Below is the plot of the Transformer prediction and its true value for comparison. This is where fine tuning the model becomes an "art" since adjusting these values could give a completely different prediction. What works for this set of ensembles might not work for another. Note that due to the randomness of the data split and the training early stopping, the predictions below will not be the same each time. Training the model requires a lot of data and time thus the plot below is from a model that was quickly trained with minimal data.

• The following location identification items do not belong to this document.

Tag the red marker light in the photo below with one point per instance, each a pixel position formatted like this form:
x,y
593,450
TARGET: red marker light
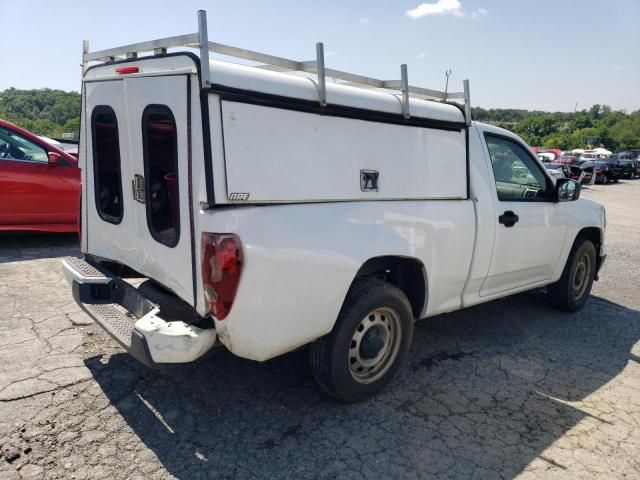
x,y
126,70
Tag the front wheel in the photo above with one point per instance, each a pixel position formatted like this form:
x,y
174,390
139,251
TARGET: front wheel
x,y
368,344
571,292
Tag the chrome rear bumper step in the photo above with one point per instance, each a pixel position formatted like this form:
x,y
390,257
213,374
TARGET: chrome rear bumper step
x,y
131,319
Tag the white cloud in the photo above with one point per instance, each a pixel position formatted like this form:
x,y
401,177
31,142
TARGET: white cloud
x,y
441,7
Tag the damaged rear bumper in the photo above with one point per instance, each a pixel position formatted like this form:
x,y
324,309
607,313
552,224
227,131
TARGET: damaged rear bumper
x,y
132,320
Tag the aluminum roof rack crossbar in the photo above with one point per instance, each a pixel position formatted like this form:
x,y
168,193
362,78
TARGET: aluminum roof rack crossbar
x,y
200,41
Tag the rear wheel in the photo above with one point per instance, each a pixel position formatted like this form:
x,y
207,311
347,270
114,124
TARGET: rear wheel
x,y
368,344
572,291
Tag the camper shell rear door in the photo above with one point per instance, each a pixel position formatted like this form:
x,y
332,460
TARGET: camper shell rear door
x,y
137,188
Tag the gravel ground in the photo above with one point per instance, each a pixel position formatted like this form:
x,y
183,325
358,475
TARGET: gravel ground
x,y
507,389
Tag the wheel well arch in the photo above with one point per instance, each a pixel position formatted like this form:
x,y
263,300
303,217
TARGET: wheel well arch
x,y
406,273
594,234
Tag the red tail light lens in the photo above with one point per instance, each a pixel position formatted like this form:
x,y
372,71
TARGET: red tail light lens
x,y
221,268
127,70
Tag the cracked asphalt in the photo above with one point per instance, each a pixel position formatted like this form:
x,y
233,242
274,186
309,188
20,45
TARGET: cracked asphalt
x,y
507,389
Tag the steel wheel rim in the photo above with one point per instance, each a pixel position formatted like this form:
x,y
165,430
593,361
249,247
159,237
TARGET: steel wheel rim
x,y
381,327
581,275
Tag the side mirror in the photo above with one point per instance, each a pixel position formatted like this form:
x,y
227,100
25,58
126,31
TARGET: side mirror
x,y
54,158
567,190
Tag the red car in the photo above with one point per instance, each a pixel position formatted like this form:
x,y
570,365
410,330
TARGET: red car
x,y
39,184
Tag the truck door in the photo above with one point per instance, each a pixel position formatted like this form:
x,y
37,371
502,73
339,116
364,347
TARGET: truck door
x,y
137,155
530,228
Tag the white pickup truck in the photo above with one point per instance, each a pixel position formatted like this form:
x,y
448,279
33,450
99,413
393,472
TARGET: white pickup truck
x,y
265,209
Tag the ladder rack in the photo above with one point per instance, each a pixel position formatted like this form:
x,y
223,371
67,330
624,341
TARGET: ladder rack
x,y
199,40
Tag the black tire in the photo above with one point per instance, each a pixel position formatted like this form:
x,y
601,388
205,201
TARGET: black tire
x,y
572,291
334,359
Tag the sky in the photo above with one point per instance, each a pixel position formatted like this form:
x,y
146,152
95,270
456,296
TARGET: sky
x,y
534,54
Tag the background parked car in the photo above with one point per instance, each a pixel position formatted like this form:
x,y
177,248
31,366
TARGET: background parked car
x,y
622,165
557,170
588,169
603,172
39,183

num_layers = 4  # The number of encoder and decoder layers
d_model = 128  # The Positional Embedding depth (how many "linguistic" features to create per word)
dff = 512  # How many nodes the feed forward network has per layer
num_heads = 8  # The number of self-attention heads
dropout_rate = 0.1  # Dropout rate in feed forward network

transformer = Transformer(
    num_layers=num_layers,
    d_model=d_model,
    num_heads=num_heads,
    dff=dff,
    input_vocab_size=VOCAB_SIZE+1,
    target_vocab_size=VOCAB_SIZE+1,
    dropout_rate=dropout_rate)

Transformer Prediction

How to run

  1. Run setup.sh in the top directory to create a virtual environment with all necessary dependencies and install the jupyter kernel.

  2. Run source weave_demos_venv/bin/activate to enter the virtual environment (you can deactivate when you've finished the demo to exit it) and cd back into this directory.

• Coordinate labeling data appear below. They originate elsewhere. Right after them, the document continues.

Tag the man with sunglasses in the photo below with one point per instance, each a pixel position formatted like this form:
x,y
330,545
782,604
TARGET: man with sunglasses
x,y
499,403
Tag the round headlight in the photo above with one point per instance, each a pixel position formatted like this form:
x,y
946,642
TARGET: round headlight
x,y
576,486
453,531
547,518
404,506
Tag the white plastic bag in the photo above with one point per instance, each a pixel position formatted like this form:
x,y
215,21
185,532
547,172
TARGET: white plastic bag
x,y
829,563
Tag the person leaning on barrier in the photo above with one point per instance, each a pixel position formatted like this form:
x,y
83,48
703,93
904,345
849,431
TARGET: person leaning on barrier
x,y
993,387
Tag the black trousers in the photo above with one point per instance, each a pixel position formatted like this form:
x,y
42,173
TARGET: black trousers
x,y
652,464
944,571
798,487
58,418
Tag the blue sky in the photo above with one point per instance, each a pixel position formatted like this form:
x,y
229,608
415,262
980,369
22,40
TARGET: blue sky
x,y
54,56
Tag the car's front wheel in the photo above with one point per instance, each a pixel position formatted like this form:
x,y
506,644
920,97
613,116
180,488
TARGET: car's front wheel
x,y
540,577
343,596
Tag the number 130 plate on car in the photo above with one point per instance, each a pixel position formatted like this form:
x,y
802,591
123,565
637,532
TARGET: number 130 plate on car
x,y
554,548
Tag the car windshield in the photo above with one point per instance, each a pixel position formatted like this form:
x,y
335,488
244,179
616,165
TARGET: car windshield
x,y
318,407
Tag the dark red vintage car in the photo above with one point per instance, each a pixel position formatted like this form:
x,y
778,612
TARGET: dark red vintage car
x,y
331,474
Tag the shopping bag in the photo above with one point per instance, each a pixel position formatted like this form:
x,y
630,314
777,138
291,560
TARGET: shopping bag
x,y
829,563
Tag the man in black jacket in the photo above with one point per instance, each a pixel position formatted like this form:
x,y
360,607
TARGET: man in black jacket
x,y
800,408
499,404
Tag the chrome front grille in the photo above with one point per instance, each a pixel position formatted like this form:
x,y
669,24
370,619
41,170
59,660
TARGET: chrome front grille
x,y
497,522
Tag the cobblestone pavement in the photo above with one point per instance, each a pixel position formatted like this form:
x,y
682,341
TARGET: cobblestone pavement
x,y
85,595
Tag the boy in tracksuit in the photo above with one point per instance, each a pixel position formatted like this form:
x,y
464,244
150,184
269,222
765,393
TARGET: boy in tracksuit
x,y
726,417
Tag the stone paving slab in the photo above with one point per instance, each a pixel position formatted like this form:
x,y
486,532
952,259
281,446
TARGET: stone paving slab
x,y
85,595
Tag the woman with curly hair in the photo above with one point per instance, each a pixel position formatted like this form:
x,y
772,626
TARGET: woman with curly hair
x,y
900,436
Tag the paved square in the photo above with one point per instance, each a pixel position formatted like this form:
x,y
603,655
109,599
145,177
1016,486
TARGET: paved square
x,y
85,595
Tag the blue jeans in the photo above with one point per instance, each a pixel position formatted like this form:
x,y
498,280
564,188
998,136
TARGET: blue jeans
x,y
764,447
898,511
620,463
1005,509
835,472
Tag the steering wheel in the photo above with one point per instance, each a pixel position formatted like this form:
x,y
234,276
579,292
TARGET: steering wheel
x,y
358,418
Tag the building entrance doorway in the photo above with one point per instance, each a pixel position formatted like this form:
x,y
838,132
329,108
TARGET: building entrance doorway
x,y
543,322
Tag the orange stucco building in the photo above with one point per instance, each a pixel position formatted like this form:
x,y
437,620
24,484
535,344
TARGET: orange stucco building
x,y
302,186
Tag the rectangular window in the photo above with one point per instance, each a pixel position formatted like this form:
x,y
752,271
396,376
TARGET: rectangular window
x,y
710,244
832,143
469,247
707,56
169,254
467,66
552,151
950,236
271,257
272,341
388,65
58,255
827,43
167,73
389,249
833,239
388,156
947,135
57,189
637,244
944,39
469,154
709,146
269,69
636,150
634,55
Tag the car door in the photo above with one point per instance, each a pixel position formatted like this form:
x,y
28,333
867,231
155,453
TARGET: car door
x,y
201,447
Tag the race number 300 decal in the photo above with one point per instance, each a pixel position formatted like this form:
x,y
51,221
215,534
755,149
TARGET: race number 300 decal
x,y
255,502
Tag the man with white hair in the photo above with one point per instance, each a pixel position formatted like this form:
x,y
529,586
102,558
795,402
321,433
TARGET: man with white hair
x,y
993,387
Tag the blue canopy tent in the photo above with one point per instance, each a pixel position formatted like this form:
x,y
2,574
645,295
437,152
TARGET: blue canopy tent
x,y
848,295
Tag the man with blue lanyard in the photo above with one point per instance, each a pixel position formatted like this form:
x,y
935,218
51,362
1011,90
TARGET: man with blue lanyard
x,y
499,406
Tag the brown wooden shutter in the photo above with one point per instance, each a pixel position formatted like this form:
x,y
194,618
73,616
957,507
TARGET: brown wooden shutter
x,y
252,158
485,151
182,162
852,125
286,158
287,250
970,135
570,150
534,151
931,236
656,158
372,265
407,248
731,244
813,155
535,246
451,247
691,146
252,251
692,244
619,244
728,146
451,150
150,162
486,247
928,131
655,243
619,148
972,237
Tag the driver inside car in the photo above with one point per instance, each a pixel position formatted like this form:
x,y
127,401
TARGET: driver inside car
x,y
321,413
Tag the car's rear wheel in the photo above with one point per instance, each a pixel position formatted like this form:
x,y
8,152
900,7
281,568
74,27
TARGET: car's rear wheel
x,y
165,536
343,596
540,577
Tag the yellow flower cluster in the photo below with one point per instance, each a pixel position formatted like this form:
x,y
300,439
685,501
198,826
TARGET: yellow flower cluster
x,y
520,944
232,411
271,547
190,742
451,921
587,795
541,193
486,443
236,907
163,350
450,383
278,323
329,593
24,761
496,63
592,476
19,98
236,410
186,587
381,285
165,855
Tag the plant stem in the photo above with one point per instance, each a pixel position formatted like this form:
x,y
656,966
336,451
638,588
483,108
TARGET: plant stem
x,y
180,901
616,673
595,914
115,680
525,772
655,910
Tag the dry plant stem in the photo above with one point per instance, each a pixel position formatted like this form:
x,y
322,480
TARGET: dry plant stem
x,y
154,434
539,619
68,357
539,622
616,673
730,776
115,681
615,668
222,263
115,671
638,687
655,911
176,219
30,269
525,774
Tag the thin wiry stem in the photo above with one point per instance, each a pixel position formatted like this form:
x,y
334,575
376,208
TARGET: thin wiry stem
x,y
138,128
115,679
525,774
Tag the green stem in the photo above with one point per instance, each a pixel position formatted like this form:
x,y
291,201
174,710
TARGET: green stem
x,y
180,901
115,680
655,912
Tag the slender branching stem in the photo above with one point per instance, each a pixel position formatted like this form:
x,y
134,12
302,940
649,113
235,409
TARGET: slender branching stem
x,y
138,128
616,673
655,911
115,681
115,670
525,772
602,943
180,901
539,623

  3. Follow the steps below.

  4. Run merlin run ball_bounce_suite_merlin_transformer.yaml --pgen pgen_ensembles.py and merlin run-workers ball_bounce_suite_merlin_transformer.yaml
    1. Change NUM_STUDIES = 1024 to a smaller number depending on computer capability (e.g. 64) in pgen_ensembles.py
  5. Run visualization_transformer_kosh.ipynb

    1. Update the transformer model and/or update NUM_STUDIES above to get more training samples
  6. Note: If the notebook visualization_transformer_kosh.ipynb is to your liking, you can just run step 1 above and the updated notebook will automatically be exported as a script.

Content overview

Starting files:

  • create_store.py: Create store that will be used throughout workflow.
  • ball_bounce.py: The "simulation" script, containing all the logic for bouncing the ball.
  • dsv_to_kosh.py: A bare-bones ingester that finds dsv files and inserts them into a Kosh datastore using the parallel safe threadsafe methods.
  • pgen_ensembles.py: A custom parameter generator for Maestro and Merlin containing the uncertainty bounds of the parameters for the baseline simulation ensemble.
  • ball_bounce_suite_merlin_transformer.yaml: The Merlin workflow description for running the baseline simulation ensemble, consolidating the data into a datastore, and training the transformer.
  • visualization_transformer_kosh.ipynb: A Jupyter notebook to train the transformer.

Files created by the demo:

  • ball-bounce-transformer
  • create-initial-store: Contains the code to create store.
  • run-ball-bounce/: Contains the baseline simulation ensemble.
  • ingest-ball-bounce/: Contains the code to add the baseline simulation ensemble to the datastore.
  • transformer-ball-bounce/: Contains the images created by the Jupyter notebook.